Nowadays, the development of researches concentrated on synthesis and characterization of oxyfluoride glass-ceramics doped with rare earth ions is a forefront direction in current materials engineering. The glass-ceramics are the class of innovative optical materials, which contain the fluoride nanocrystals dispersed in oxide amorphous matrices. Such materials combine good mechanical strength and chemical durability of oxide hosts with high luminescence efficiency of rare earth ions incorporated into low-phonon fluoride crystals. Generally, the oxyfluoride glass-ceramic materials are commonly fabricated via controlled heat-treatment of glasses derived by conventional melt-quenching method. Alternatively, such materials can be successfully prepared via sol-gel technique, which is based on polycondensation reaction in liquids phase. Due to the fact that the heat-treatment of xerogels could be conducted at significantly lower temperatures compared with melting of glass-forming components, the sol-gel method seems to be a particularly attractive technique to fabricate the oxyfluoride glass-ceramic materials dedicated for optoelectronic applications.
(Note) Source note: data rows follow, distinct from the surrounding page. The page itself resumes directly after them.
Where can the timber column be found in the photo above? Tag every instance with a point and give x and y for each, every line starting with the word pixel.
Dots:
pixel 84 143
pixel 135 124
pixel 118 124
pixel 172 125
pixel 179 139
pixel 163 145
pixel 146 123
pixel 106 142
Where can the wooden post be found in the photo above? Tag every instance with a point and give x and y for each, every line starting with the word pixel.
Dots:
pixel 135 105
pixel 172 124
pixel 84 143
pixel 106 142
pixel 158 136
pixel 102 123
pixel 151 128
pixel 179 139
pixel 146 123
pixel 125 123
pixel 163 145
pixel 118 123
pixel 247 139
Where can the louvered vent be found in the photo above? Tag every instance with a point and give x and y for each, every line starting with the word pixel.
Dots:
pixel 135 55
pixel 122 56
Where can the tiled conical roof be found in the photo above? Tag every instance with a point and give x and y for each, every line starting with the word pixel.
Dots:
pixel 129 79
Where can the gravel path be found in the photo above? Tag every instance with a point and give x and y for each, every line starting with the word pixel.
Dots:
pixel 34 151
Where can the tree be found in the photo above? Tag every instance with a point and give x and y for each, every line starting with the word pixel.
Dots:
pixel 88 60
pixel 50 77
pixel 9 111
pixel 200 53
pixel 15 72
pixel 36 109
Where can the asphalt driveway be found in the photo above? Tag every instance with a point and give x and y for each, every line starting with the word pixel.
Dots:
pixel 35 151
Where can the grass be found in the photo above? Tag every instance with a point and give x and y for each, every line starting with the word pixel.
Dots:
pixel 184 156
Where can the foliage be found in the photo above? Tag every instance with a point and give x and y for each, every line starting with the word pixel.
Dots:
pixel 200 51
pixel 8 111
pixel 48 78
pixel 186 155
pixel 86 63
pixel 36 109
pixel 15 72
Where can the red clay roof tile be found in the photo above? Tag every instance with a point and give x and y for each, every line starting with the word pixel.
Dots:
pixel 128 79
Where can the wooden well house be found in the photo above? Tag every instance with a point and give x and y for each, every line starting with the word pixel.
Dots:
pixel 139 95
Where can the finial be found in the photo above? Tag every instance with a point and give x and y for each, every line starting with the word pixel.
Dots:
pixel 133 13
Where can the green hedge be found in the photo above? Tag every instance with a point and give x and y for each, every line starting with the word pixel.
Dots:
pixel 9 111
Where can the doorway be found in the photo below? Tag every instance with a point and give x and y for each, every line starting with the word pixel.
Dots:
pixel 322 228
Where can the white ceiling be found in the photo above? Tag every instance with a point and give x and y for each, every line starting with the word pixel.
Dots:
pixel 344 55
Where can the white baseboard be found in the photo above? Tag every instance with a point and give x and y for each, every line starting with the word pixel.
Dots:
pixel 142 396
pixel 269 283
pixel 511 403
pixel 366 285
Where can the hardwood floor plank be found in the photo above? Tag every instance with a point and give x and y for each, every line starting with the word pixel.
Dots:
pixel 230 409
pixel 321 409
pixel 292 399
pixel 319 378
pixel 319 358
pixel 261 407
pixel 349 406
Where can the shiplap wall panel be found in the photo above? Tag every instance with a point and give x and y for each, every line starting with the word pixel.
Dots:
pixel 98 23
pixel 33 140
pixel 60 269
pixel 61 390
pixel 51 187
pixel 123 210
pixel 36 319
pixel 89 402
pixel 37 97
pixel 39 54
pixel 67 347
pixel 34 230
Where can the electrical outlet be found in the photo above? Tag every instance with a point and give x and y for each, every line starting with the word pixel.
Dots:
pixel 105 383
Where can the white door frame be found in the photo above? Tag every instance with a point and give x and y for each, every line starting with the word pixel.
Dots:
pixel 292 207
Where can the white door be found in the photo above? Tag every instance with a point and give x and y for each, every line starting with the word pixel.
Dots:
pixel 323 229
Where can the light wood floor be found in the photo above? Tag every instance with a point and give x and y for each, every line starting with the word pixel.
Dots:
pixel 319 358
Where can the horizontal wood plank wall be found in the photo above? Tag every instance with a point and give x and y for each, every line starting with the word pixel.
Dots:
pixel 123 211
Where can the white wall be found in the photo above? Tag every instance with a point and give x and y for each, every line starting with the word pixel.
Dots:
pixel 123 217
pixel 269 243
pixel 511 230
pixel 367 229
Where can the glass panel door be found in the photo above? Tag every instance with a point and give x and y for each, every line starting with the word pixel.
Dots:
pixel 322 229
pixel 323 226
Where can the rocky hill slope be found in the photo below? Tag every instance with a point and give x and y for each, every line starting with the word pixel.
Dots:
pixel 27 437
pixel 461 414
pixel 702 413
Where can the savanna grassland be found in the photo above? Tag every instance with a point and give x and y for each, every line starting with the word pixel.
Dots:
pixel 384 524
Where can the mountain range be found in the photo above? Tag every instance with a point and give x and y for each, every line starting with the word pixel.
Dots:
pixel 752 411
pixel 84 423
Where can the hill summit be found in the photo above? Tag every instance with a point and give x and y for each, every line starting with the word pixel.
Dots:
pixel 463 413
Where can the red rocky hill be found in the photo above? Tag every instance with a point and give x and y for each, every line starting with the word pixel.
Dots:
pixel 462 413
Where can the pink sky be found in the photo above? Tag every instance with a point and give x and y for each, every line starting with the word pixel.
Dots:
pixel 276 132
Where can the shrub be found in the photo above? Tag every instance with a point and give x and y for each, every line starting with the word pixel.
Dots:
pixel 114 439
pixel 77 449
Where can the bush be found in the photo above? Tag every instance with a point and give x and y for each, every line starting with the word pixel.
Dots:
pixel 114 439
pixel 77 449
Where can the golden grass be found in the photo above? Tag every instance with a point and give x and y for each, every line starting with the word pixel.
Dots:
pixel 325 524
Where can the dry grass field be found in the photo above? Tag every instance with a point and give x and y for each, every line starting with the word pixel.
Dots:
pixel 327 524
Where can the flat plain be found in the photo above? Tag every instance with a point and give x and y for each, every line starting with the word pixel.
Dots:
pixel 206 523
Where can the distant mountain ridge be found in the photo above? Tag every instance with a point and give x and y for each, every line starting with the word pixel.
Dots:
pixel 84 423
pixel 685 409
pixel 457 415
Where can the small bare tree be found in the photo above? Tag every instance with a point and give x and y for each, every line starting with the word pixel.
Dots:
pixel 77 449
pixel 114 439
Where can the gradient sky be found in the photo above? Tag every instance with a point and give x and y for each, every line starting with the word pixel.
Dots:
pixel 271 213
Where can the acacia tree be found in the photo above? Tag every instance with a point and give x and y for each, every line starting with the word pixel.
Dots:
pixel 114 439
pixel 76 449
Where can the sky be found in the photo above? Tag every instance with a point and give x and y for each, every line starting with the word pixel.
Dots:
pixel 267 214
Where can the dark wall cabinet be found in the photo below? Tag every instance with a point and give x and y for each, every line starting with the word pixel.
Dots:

In this doctoral dissertation, the Eu3+-doped glass-ceramic materials containing MF2 (M = Ca, Sr, Ba) or MF3 (M = Y, La, Gd) nanocrystals were synthesized via sol-gel method and characterized. The studied materials were fabricated by controlled heat-treatment of silicate xerogels and the structural changes within sol-gel hosts were verified using IR-ATR spectroscopy. The individual fluoride crystal phases were identified by XRD measurements and the received results were confirmed by high resolution mode in transmission electron microscope HR-TEM. The structural changes during controlled heat-treatment of precursor xerogels were also evaluated based on unique spectroscopic behavior of optically active Eu3+ ions, which results from the nature of their intra-configurational 4f6-4f6 transitions. Due to the significant decrease of R/O-ratio values after conducted heat-treatment process as well as observable splitting of emission bands, 3+
the partial incorporation of Eu3+ ions into precipitated MF2 (M = Ca, Sr, Ba) and MF3 (M = Y, La, Gd) fluoride nanocrystals was confirmed. Moreover, the change in character of registered decay curves of the 5D0 excited state from mono-exponential (xerogels) to bi-exponential (glass-ceramics) clearly evidenced the distribution of Eu3+ ions between sol-gel hosts and fluoride nanocrystals. In summary, the above techniques allow for the full characterization of the glass-ceramic materials, with particular emphasis on the crystallization of fluoride phases in nanometric range.